# Student grades

At the end of the year we can ask for an excel-sheet containing all grades for all students of ITF (and ACS, and ELO-ICT and the "WES", which is "working and studying" for people who come to get a degree while still working four days a week). This sheet contains all students, their courses and their grades.

Unfortunately, we can't pass this information on. Even more than not following the GDPR (and thus illegal) it would show an appalling lack in tact.

Therefore we changed some things
- All student ID's (r-numbers) have been changed into an equally long random number
- All names have been changed into the names of actors
- All grades have been changed into a letter using the function in the next code-block

Student ID's and names have always been changed into the same actor. So if student X became Matt Damon in 20-21, the same student will be Matt Damon in 21-22.


In [None]:
# the function used to change the grades:

def replace_grade(grade):
    if grade in ['NA', '#']: # NA = student did not take exam, but could have and # = no exam
        return grade
    if grade == 'G': # Pass/fail-course, passed
        return "PASS"
    if grade == 'NG': # Pass/fail-course, not passed
        return "FAIL"
    grade = float(grade) # Grade is a number, so student took exam and got some grades
    if grade == 0:
        return 'ZERO'
    if grade >= 17:
        return 'A'
    if grade >= 14:
        return 'B'
    if grade >= 10:
        return 'C'
    if grade >= 8: 
        return 'D'
    return 'F'

The files are all csv-files. The biggest downside: they're in Dutch. This is mainly annoying in the program names and column names. The course names are already in English. If you don't understand a column name, use [deepl](http://www.deepl.com) to translate it.

You can open them as follows:

In [None]:
import pandas as pd
import numpy as np

df_20_21 = pd.read_csv('files/grades 20-21_anonymous.csv', sep=';')
df_21_22 = pd.read_csv('files/grades 21-22_anonymous.csv', sep=';')
df_22_23 = pd.read_csv('files/grades 22-23_anonymous.csv', sep=';')
df_23_24 = pd.read_csv('files/grades 23-24_anonymous.csv', sep=';')

df_20_21.head(2)

In [None]:
df_21_22.head(2)

In [None]:
df_23_24.head(2)

As you see there are some differences. They all have the same columns, but in 20-21 "Score 1e kans" and "Score 2e kans" weren't used. You can fill them in though, because the "Score na juni" is the "Score 1e kans" and "Score september" is "Score 2e kans". The column "Score" is always the final score, which is...

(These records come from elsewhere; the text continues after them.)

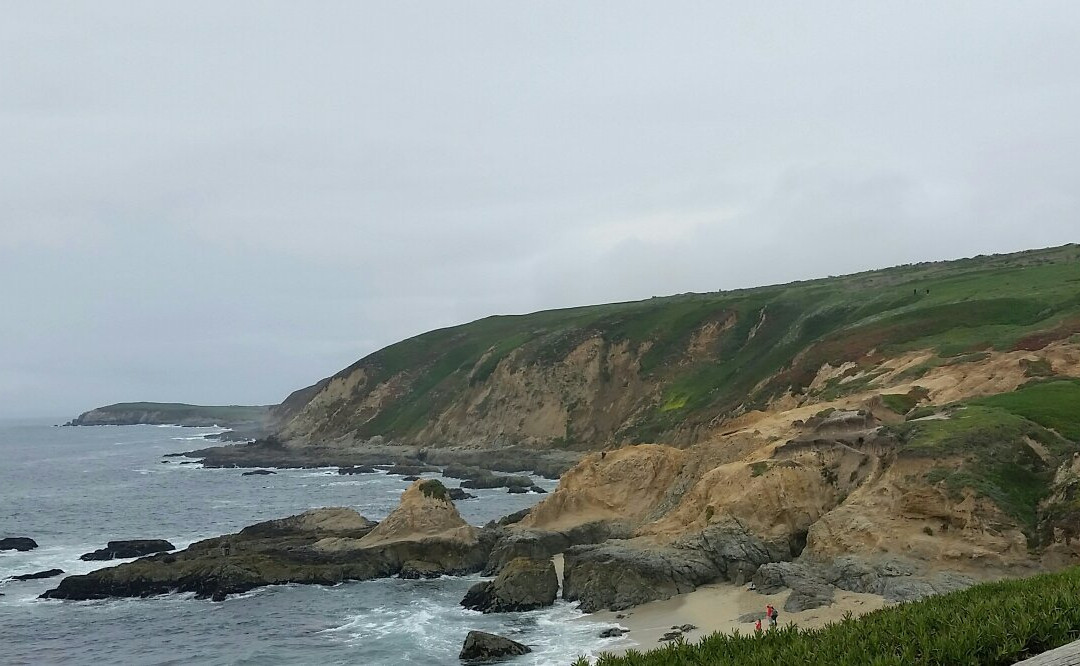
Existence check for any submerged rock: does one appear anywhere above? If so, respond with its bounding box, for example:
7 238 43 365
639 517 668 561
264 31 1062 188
42 479 494 600
461 557 558 613
458 631 532 663
79 539 176 562
461 472 534 492
0 536 38 552
338 465 375 475
11 569 64 581
446 488 476 501
563 526 784 613
397 559 443 580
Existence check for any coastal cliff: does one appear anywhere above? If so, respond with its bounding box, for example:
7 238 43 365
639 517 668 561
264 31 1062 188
64 403 270 429
271 245 1080 450
190 245 1080 612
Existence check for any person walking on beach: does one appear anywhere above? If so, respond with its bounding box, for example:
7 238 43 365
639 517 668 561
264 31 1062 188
765 603 777 629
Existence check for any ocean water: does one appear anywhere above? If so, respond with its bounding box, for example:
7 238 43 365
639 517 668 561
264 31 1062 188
0 421 620 666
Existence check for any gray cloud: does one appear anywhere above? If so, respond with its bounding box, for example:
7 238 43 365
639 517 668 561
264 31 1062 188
0 1 1080 416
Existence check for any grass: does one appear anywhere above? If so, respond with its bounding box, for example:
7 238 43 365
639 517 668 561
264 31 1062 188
575 568 1080 666
886 399 1080 528
80 403 269 423
976 380 1080 441
291 245 1080 447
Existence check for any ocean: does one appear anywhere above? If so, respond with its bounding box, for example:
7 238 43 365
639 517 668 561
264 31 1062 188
0 420 622 666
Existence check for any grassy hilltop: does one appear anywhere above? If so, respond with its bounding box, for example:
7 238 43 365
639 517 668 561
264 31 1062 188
276 245 1080 449
67 403 270 427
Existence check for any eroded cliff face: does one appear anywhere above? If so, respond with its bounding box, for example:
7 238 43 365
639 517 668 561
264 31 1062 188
281 336 659 448
515 342 1080 584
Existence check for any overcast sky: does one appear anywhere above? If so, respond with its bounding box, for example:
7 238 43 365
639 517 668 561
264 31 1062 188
0 0 1080 417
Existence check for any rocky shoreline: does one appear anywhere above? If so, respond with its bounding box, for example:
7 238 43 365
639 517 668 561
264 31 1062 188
183 437 583 477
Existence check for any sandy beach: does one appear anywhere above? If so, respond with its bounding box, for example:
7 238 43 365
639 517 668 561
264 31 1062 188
585 583 887 653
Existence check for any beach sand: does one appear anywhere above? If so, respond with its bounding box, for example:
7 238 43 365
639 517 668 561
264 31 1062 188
583 583 887 653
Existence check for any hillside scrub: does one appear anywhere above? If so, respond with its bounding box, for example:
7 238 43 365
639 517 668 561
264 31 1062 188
274 245 1080 449
575 568 1080 666
885 401 1080 534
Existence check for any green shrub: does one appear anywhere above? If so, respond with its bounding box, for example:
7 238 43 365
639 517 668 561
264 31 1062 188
575 568 1080 666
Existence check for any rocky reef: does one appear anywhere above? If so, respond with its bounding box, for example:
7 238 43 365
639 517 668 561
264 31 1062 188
0 536 38 552
42 480 495 600
461 557 558 613
458 631 532 664
79 539 176 562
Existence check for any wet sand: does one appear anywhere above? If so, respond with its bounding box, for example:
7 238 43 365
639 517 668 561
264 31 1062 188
586 583 887 653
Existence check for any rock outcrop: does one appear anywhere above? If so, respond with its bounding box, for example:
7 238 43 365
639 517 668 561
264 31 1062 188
42 480 495 600
461 557 558 613
11 569 64 581
79 539 176 562
563 526 792 612
0 536 38 552
458 631 532 664
484 511 632 575
754 557 976 613
338 465 375 475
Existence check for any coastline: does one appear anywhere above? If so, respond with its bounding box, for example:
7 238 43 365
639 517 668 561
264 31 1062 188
582 583 889 654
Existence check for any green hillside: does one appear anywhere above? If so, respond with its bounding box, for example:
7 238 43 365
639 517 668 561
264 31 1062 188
278 245 1080 447
69 403 270 426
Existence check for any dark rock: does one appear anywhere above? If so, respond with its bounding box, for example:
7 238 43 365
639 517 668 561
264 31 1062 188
563 526 784 613
484 520 631 575
42 498 496 599
461 472 532 491
754 562 836 613
754 557 974 613
387 464 440 476
461 557 558 613
446 488 476 501
397 559 443 580
443 463 491 479
784 587 833 613
484 508 531 528
0 536 38 551
458 631 532 663
79 539 176 562
11 569 64 581
338 465 375 475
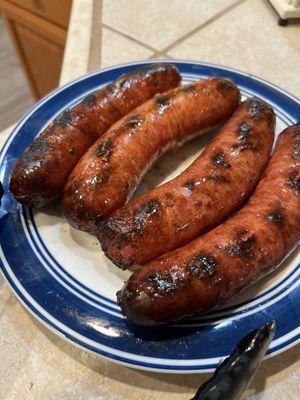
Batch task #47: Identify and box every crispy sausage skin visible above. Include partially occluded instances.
[10,64,180,207]
[98,98,275,268]
[62,78,240,231]
[118,125,300,325]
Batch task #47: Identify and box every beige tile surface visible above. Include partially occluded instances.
[59,0,93,86]
[168,0,300,97]
[99,28,153,67]
[103,0,239,50]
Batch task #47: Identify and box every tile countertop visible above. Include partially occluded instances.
[0,0,300,400]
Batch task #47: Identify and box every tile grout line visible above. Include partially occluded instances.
[151,0,246,58]
[88,0,103,71]
[102,23,159,53]
[88,0,246,65]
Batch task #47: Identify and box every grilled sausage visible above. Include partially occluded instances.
[10,64,180,207]
[118,125,300,325]
[98,98,275,268]
[62,78,240,231]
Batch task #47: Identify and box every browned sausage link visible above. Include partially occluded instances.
[63,78,240,231]
[10,64,180,206]
[118,125,300,325]
[98,98,275,268]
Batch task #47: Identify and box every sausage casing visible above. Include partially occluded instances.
[10,64,180,207]
[98,98,275,268]
[62,78,240,231]
[118,125,300,325]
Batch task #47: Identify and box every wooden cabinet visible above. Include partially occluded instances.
[0,0,72,99]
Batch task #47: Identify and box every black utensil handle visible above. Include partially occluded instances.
[192,321,275,400]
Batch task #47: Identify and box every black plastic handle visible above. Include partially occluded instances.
[192,321,275,400]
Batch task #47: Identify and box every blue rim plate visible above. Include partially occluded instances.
[0,60,300,373]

* The highest of "Score 1e kans" and "Score 2e kans".
* Or it used to be possible that a student kept the highest score, even if he got that the year before.

Copy the values of the scores in june or september to the 1e kans and 2e kans-columns. You can do this quick and dirty (overwrite always) are make sure you don't overwrite any values already in the new columns.

In [None]:
#DELETE

# Quick and dirty:
# df_20_21["Score 1e kans"] = df_20_21["Score na juni"]
# df_20_21["Score 2e kans"] = df_20_21["Score September"]

# Long and clean:
df_20_21.loc[df_20_21["Score 1e kans"] == "#","Score 1e kans"] = df_20_21.loc[df_20_21["Score 1e kans"] == "#","Score na juni"]
df_20_21.loc[df_20_21["Score 2e kans"] == "#","Score 2e kans"] = df_20_21.loc[df_20_21["Score 2e kans"] == "#","Score September"]

df_20_21.head()

Next up is to join the three dataframes. Make sure to add a column called "Year" so you know which year a grade is from! Check by looking up a student and confirming he has courses over multiple years.

In [None]:
#DELETE

df_20_21["Year"] = "2020-2021"
df_21_22["Year"] = "2021-2022"
df_22_23["Year"] = "2022-2023"
df_23_24["Year"] = "2023-2024"

df = pd.concat([df_20_21, df_21_22, df_22_23, df_23_24], ignore_index=True, sort=False)

# df.head()

df.loc[df["Student"] == 544120].head(20)

A quick word about tolerances. The possible values are:
* "#" none needed.
* "AT" student chose to apply tolerance.
* "TT" school applied tolerance automatically so the student could graduate. Only happens in the final year.

In [None]:
df["Tolerantie"].unique()

Some more cleanup:

* You don't need "Score Januari", "Score Juni", "Score na juni" and "Score September" anymore.
* "#" is actually an empty value. Note that "#" is sometimes " #".
* "Score 1e kans", "Score 2e kans" and "Score" are ordered categoricals.
* Tolerances are also categoricals, but not ordered.


In [None]:
df["Score"].unique()

In [None]:
# DELETE

from pandas.api.types import CategoricalDtype

df.drop(["Score Januari", "Score Juni", "Score na juni", "Score September"], axis=1, inplace=True, errors='ignore')
df.replace({' #': None,'#': None}, inplace=True)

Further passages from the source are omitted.